Επεξεργασία

Κοινή χρήση μέσω


ForEach activity in Azure Data Factory and Azure Synapse Analytics

APPLIES TO: Azure Data Factory Azure Synapse Analytics

Tip

Try out Data Factory in Microsoft Fabric, an all-in-one analytics solution for enterprises. Microsoft Fabric covers everything from data movement to data science, real-time analytics, business intelligence, and reporting. Learn how to start a new trial for free!

The ForEach Activity defines a repeating control flow in an Azure Data Factory or Synapse pipeline. This activity is used to iterate over a collection and executes specified activities in a loop. The loop implementation of this activity is similar to Foreach looping structure in programming languages.

Create a ForEach activity with UI

To use a ForEach activity in a pipeline, complete the following steps:

  1. You can use any array type variable or outputs from other activities as the input for your ForEach activity. To create an array variable, select the background of the pipeline canvas and then select the Variables tab to add an array type variable as shown below.

    Shows an empty pipeline canvas with an array type variable added to the pipeline.

  2. Search for ForEach in the pipeline Activities pane, and drag a ForEach activity to the pipeline canvas.

  3. Select the new ForEach activity on the canvas if it is not already selected, and its Settings tab, to edit its details.

    Shows the UI for a Filter activity.

  4. Select the Items field and then select the Add dynamic content link to open the dynamic content editor pane.

    Shows the  Add dynamic content  link for the Items property.

  5. Select your input array to be filtered in the dynamic content editor. In this example, we select the variable created in the first step.

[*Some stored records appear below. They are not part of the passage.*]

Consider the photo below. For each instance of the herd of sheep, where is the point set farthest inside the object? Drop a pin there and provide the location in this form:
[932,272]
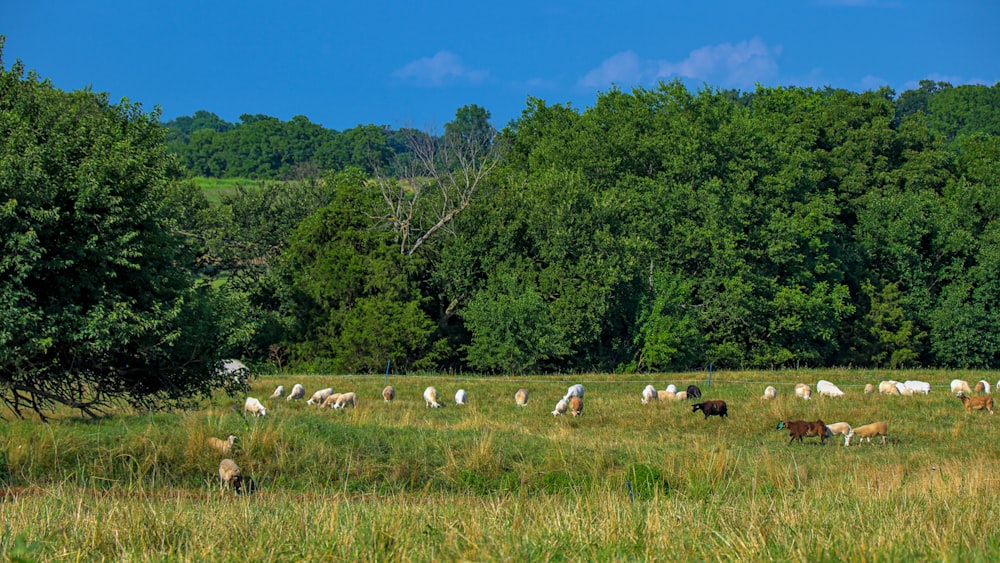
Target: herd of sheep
[231,476]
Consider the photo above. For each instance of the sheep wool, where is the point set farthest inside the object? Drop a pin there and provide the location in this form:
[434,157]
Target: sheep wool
[561,407]
[649,394]
[430,398]
[320,396]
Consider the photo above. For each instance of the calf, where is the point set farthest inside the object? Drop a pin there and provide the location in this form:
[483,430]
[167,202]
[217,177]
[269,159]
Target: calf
[717,408]
[800,428]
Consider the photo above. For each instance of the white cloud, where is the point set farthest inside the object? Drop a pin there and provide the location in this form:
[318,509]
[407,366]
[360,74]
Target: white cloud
[739,65]
[442,69]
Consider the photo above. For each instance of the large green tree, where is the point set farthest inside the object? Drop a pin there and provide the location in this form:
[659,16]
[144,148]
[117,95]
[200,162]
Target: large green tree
[97,302]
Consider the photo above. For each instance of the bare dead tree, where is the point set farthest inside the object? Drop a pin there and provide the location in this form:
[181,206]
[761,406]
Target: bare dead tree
[436,181]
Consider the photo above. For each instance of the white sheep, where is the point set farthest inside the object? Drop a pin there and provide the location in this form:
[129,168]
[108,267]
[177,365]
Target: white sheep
[521,397]
[649,394]
[561,407]
[960,385]
[345,400]
[574,391]
[828,389]
[230,475]
[430,398]
[298,392]
[254,407]
[221,446]
[869,431]
[330,402]
[841,428]
[320,396]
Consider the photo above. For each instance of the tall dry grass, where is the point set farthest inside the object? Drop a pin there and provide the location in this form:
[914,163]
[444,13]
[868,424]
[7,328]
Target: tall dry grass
[492,481]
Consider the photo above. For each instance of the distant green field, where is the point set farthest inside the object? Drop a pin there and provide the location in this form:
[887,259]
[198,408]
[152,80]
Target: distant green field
[214,188]
[492,481]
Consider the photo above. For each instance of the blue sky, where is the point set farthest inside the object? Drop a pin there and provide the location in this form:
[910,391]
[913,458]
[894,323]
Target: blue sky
[407,63]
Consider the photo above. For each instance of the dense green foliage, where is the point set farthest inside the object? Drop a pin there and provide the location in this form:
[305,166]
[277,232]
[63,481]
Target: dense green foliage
[97,301]
[660,229]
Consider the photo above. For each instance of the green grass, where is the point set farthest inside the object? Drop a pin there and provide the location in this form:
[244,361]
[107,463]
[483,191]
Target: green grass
[215,188]
[492,481]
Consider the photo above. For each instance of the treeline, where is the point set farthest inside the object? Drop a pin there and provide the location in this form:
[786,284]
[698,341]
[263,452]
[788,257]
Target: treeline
[660,229]
[265,148]
[261,147]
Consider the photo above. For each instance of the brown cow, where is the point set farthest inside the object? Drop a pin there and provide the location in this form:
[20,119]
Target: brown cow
[800,428]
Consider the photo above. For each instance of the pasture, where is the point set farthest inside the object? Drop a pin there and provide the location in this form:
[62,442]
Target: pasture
[491,481]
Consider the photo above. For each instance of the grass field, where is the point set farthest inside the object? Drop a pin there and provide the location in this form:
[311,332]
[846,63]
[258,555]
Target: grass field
[491,481]
[214,188]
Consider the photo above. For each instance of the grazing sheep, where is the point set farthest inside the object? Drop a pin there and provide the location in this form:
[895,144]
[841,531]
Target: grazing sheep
[345,400]
[983,402]
[330,402]
[254,407]
[230,476]
[430,398]
[870,430]
[298,392]
[960,385]
[649,394]
[561,407]
[574,391]
[828,389]
[221,446]
[841,428]
[320,396]
[888,388]
[800,428]
[521,397]
[711,408]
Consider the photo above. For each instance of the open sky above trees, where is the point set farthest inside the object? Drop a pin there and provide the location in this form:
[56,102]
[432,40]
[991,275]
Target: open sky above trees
[401,63]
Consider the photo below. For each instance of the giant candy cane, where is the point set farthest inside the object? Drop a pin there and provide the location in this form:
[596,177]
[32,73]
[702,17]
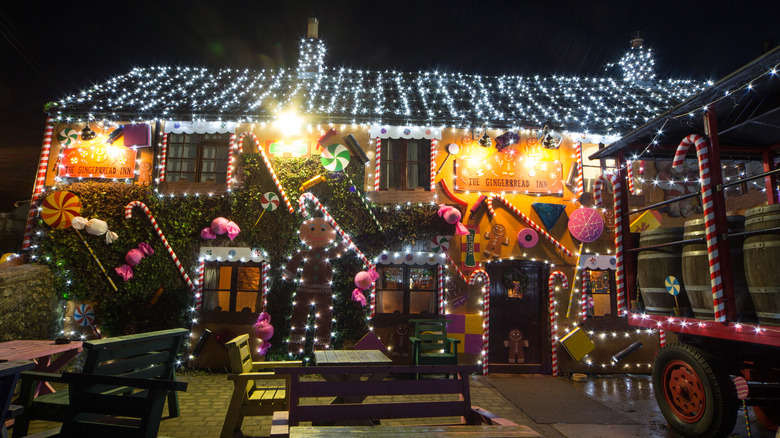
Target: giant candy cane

    Shows the dynamic content editor with the variable created in the first step selected

  6. Select the Activities editor on the ForEach activity to add one or more activities to be executed for each item in the input Items array.

    Shows the Activities editor button on the ForEach activity in the pipeline editor window.

  7. In any activities you create within the ForEach activity, you can reference the current item the ForEach activity is iterating through from the Items list. You can reference the current item anywhere you can use a dynamic expression to specify a property value. In the dynamic content editor, select the ForEach iterator to return the current item.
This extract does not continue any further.